Базар в райцентре жил своей, отдельной от войны жизнью. Здесь торговали тем, что еще осталось: самосадом, самогоном, прошлогодними семенами, гнилой картошкой, за которую просили целое состояние. Люди кутались в тряпье, прятали глаза, говорили вполголоса. У каждого за спиной стоял страх, но страх был разный — одни боялись полицаев, другие — соседей, третьи — самих себя.
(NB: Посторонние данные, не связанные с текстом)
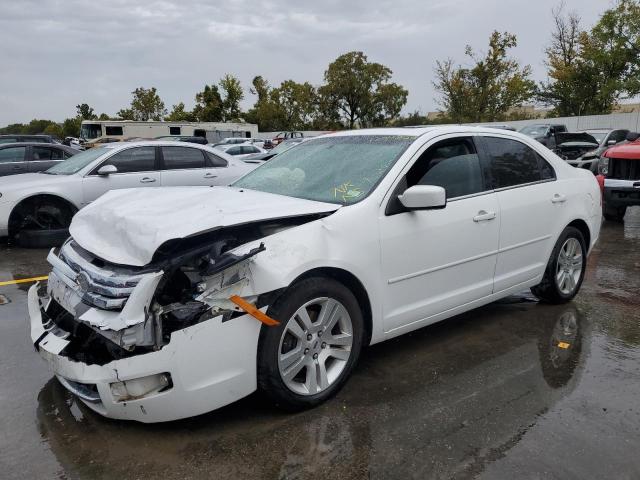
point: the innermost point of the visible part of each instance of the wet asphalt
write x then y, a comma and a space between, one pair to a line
516, 389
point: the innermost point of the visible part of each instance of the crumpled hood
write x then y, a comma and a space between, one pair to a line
127, 226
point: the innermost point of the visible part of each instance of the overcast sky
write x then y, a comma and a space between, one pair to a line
58, 53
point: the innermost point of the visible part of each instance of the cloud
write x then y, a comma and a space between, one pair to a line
56, 54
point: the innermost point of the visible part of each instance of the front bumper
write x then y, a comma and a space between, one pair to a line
211, 364
621, 193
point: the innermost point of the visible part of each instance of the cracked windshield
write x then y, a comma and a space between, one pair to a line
337, 169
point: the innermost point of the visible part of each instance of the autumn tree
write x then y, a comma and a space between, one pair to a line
486, 91
180, 114
360, 92
145, 105
232, 96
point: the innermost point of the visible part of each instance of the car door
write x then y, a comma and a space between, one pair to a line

Настя шла между рядами, чувствуя, как тяжелеет карман телогрейки от взглядов. Золотые сережки-висюльки, мамино приданое, единственная ценность, которую она не сменяла в голодные месяцы, жгли мочку уха. Она уже знала: сегодня она с ними попрощается.

Соль на базаре была. Ее продавали из-под полы, темными кристаллами, грязно-серого цвета, но настоящую, ядреную. Продавали те, у кого был доступ к складам, или те, кто не побрезговал разорять соляные шахты еще до прихода немцев.

— Серьги? — переспросила баба в семи юбках, сидящая на перевернутом ящике. Глаза у нее были цепкие, как у сороки. — За серьги могу дать полмешка. Не больше.

— Полмешка? — Настя ахнула. — Это же золото, проба есть. Петербургская работа.

— А мне твоя проба без надобности, — отрезала баба. — Мне за эту соль, знаешь, что будет? Молись, что я вообще с тобой говорю. Бери или проваливай.

Настя взяла. Через час у нее был полный мешок. Еще через час — второй, выменянный за мамино обручальное кольцо, которое она сорвала с пальца, не чувствуя боли. Еще через день — третий, за который она отдала швейную машинку «Зингер», единственную кормилицу на два двора.

Соседки зашептались. Сначала робко, с опаской, потом все громче и злее.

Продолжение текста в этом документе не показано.